- Research in Progress
Research in progress
Grants awarded 2017
A trial of N-acetylcysteine for Post-Traumatic Stress Disorder that hasn’t improved with normal treatment.
$192,816 - Professor Richard Kanaan, Chair of Psychiatry, Austin Health University of Melbourne
This study aims to investigate the efficacy of NAC as an adjunct to first line treatment in treatment-resistant PTSD in a definitive randomised, placebo-controlled trial. The primary outcome measures will be the core PTSD symptoms, measured by the Clinician Administered PTSD Scale (CAPS). Secondary outcomes will include depressive symptoms, substance use, functioning, and quality of life.
Longitudinal pathways in the development of physical and psychological disorders in military personnel and veterans
$63,944 - Dr Helen Kelsall, Senior Research Fellow, Monash University
The objectives are to investigate whether physical and psychological disorders/conditions at baseline (including MSD, hypertension, cardiovascular disorders, respiratory conditions, gastrointestinal disorders, chronic fatigue, multisymptomatic illness, and psychological disorders (depression, PTSD, and alcohol use disorders) are predictive of the incidence of physical and psychological disorders/conditions at follow up (including other conditions such as sleep disorders and irritable bowel syndrome that were only assessed at follow up).
Diagnosis and follow-up of concussion after mild traumatic brain injury
$49,688 - Professor Biswadev Mitra, Head Clinical Research, National Trauma Research Institute
The objective of this study is to assess the novel bio-markers in conjunction with routinely used cognitive tests to evaluate participants who suffered an injury to the head and are at risk of concussion or post-concussion syndrome. The secondary aim is to assess these biomarkers along with cognitive testing over 4 weeks to correlate changes in biomarker levels to cognitive tests.
Grants awarded 2016
Social networks, identity and the mental health of veterans
$49,811 – Professor Dan Lubman, Monash University and Director of Turning Point
The research will put a veteran’s transition to civilian life under the microscope with the view of developing novel treatment approaches and better support. The project will examine the social networks and identities of veterans and investigate how these impact mental health, wellbeing, housing and employment stability and the use of alcohol and other drugs. The aim is to identify existing barriers and facilitate greater social engagement among veterans.
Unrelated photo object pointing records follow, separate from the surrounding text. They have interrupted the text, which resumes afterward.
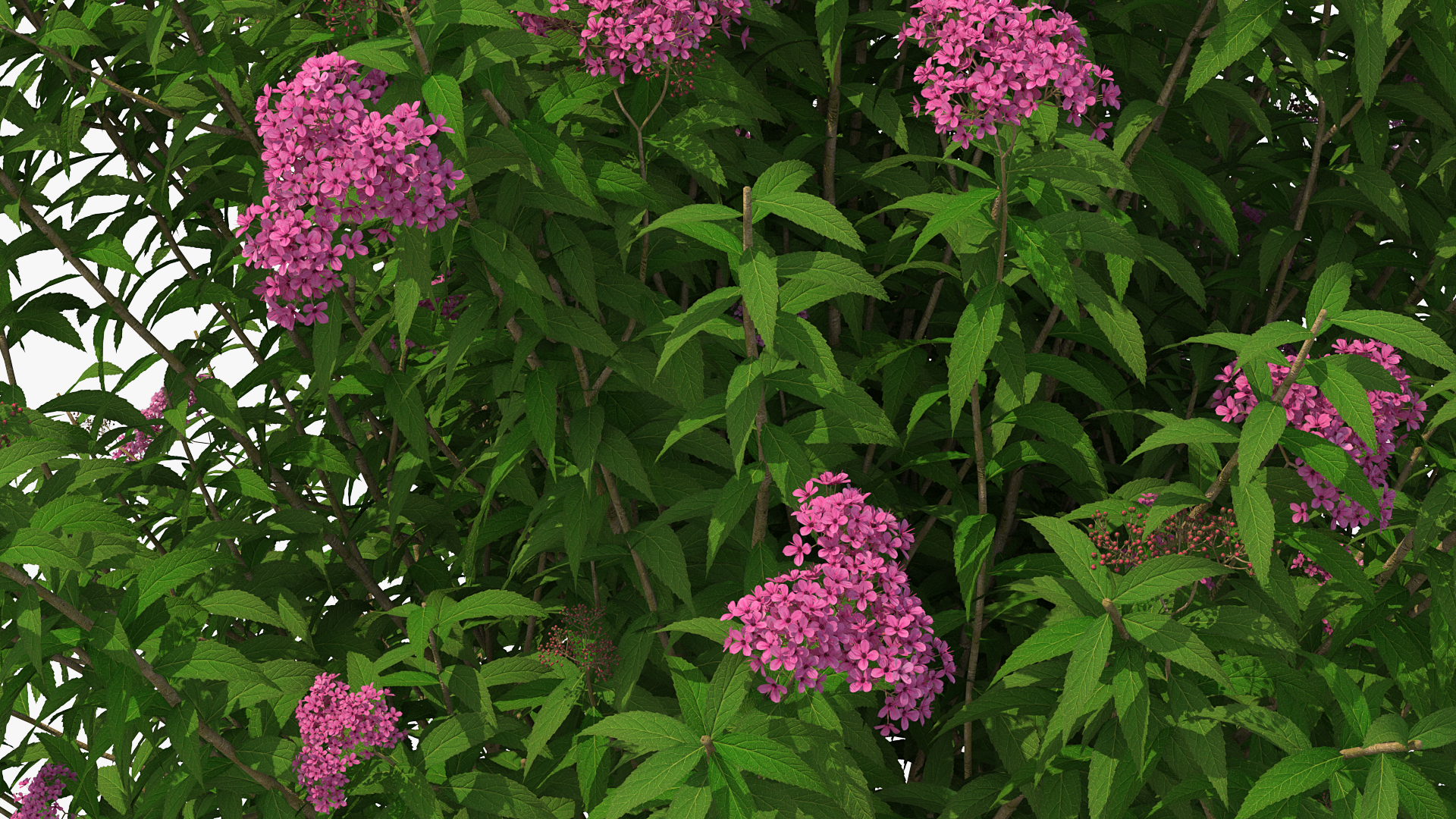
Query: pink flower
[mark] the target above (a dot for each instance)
(39, 800)
(852, 614)
(331, 161)
(337, 726)
(993, 63)
(1310, 410)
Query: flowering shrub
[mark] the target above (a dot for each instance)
(638, 34)
(993, 63)
(1310, 410)
(582, 640)
(851, 614)
(139, 444)
(337, 726)
(1199, 532)
(39, 800)
(331, 162)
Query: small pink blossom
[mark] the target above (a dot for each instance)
(337, 726)
(854, 613)
(39, 800)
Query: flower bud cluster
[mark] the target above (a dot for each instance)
(993, 63)
(139, 444)
(39, 800)
(639, 34)
(450, 309)
(337, 726)
(1209, 534)
(852, 614)
(331, 162)
(6, 413)
(1308, 409)
(582, 640)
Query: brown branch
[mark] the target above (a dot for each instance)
(130, 93)
(1382, 748)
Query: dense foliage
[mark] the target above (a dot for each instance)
(1063, 395)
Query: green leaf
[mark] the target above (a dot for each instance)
(1334, 464)
(1402, 333)
(1331, 292)
(758, 273)
(644, 729)
(1046, 645)
(1163, 575)
(1238, 34)
(1438, 729)
(169, 572)
(498, 796)
(767, 758)
(1419, 795)
(653, 779)
(781, 178)
(492, 604)
(967, 212)
(98, 403)
(1270, 725)
(1175, 642)
(1258, 436)
(1187, 431)
(551, 716)
(408, 410)
(210, 659)
(557, 158)
(443, 98)
(810, 212)
(1378, 187)
(974, 334)
(243, 605)
(813, 278)
(1254, 512)
(973, 545)
(541, 413)
(1076, 553)
(695, 319)
(1382, 793)
(663, 553)
(1084, 675)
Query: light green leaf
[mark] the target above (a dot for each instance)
(653, 779)
(1047, 645)
(1237, 36)
(644, 729)
(1163, 575)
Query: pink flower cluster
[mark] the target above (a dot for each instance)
(331, 162)
(582, 640)
(39, 800)
(449, 309)
(1210, 534)
(139, 444)
(335, 726)
(1308, 409)
(638, 34)
(993, 63)
(852, 614)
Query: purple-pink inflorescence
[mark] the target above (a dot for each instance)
(622, 36)
(327, 153)
(335, 726)
(139, 444)
(992, 63)
(1307, 409)
(39, 800)
(852, 614)
(449, 308)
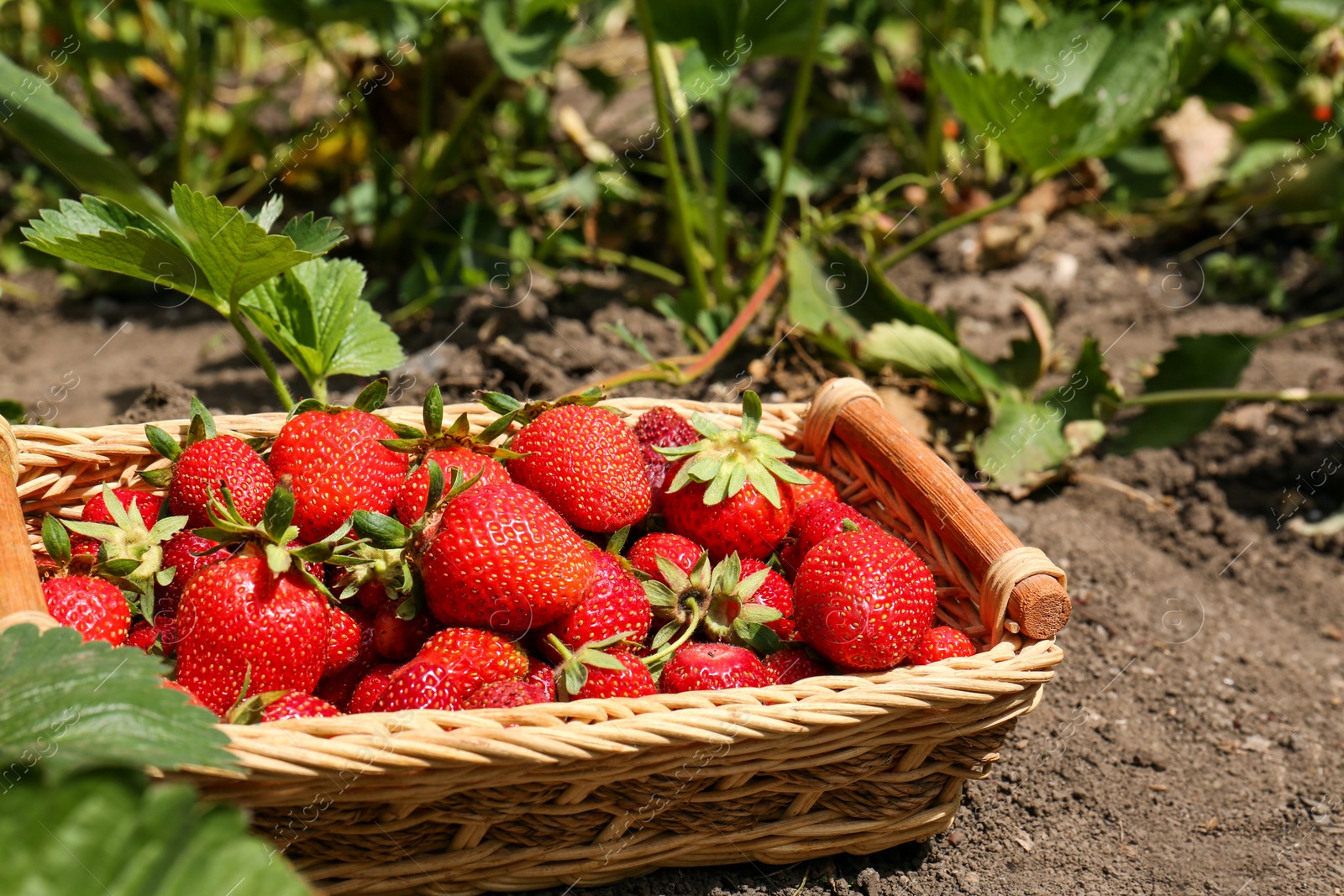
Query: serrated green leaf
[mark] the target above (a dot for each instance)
(108, 832)
(84, 705)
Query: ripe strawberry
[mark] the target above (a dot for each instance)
(773, 593)
(662, 427)
(297, 705)
(414, 492)
(396, 638)
(343, 640)
(864, 600)
(795, 664)
(615, 604)
(586, 463)
(239, 621)
(506, 694)
(819, 488)
(941, 642)
(816, 523)
(726, 490)
(370, 688)
(712, 667)
(503, 559)
(96, 511)
(94, 607)
(682, 551)
(338, 464)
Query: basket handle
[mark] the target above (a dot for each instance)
(1016, 580)
(19, 587)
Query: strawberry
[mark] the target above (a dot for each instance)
(819, 488)
(795, 664)
(239, 622)
(370, 688)
(816, 523)
(343, 640)
(864, 600)
(503, 559)
(600, 671)
(96, 511)
(506, 694)
(396, 638)
(662, 427)
(585, 461)
(941, 642)
(449, 668)
(338, 464)
(615, 604)
(94, 607)
(725, 490)
(712, 667)
(682, 551)
(201, 463)
(450, 449)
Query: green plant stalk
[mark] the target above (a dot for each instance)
(679, 197)
(1184, 396)
(953, 223)
(259, 354)
(801, 87)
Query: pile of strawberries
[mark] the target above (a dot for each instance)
(360, 566)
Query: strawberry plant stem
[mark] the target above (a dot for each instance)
(1180, 396)
(676, 184)
(801, 87)
(951, 224)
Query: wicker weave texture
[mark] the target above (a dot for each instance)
(597, 790)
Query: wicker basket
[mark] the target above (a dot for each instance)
(597, 790)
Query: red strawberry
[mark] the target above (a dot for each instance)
(96, 511)
(370, 688)
(239, 621)
(410, 499)
(682, 551)
(396, 638)
(143, 634)
(773, 593)
(819, 488)
(223, 458)
(343, 640)
(338, 465)
(662, 427)
(816, 523)
(941, 642)
(503, 559)
(506, 694)
(712, 667)
(795, 664)
(94, 607)
(297, 705)
(613, 604)
(864, 600)
(586, 463)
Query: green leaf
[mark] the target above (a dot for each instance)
(523, 35)
(315, 316)
(108, 832)
(920, 351)
(51, 129)
(1209, 360)
(67, 705)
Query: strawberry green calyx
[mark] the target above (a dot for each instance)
(132, 551)
(571, 674)
(727, 459)
(528, 411)
(456, 436)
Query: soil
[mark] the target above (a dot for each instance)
(1193, 741)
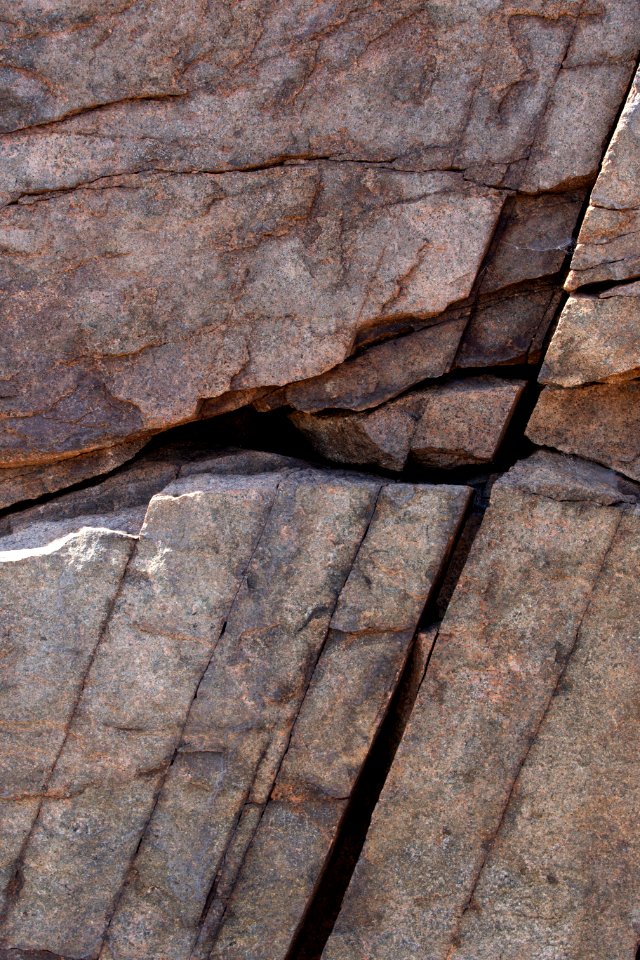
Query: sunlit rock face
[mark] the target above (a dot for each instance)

Online treatment program for mental health and alcohol use for contemporary veterans
$123,068 – Associate Professor Frances Kay-Lambkin, UNSW and University of Newcastle
The project will evaluate the effectiveness of online therapy (SHADE model) for the treatment of mood and hazardous alcohol and substance use in contemporary veterans (45 years and younger). Partnering with the ex-serving organisation community, the project will recruit at least 150 ex-serving ADF personnel and evaluate the effectiveness of a pilot program. The findings will inform any recommendation to integrate eHealth programs such as SHADE in the ex-serving community.
Grants awarded 2012
Preventing bone and muscle injury during Army recruit training
$263,078 over 3 years - Belinda Beck, Griffith University
Lower limb injuries are the cause of the greatest number of days lost to military training and represent one of the largest associated costs to Defence. Bone injuries take the longest to heal and are the most common cause of medical discharge from the Army. This project proposes a conditioning program prior to recruit training, with a view to reducing the rate of injury. Stage 1 will involve a retrospective audit of injuries over the past five years at the Kapooka training centre. Stage 2 will examine the effect of a four-month targeted musculoskeletal pre-conditioning program on the rate of injuries. The relationship of an individual's physical and behavioural characteristics will also be evaluated.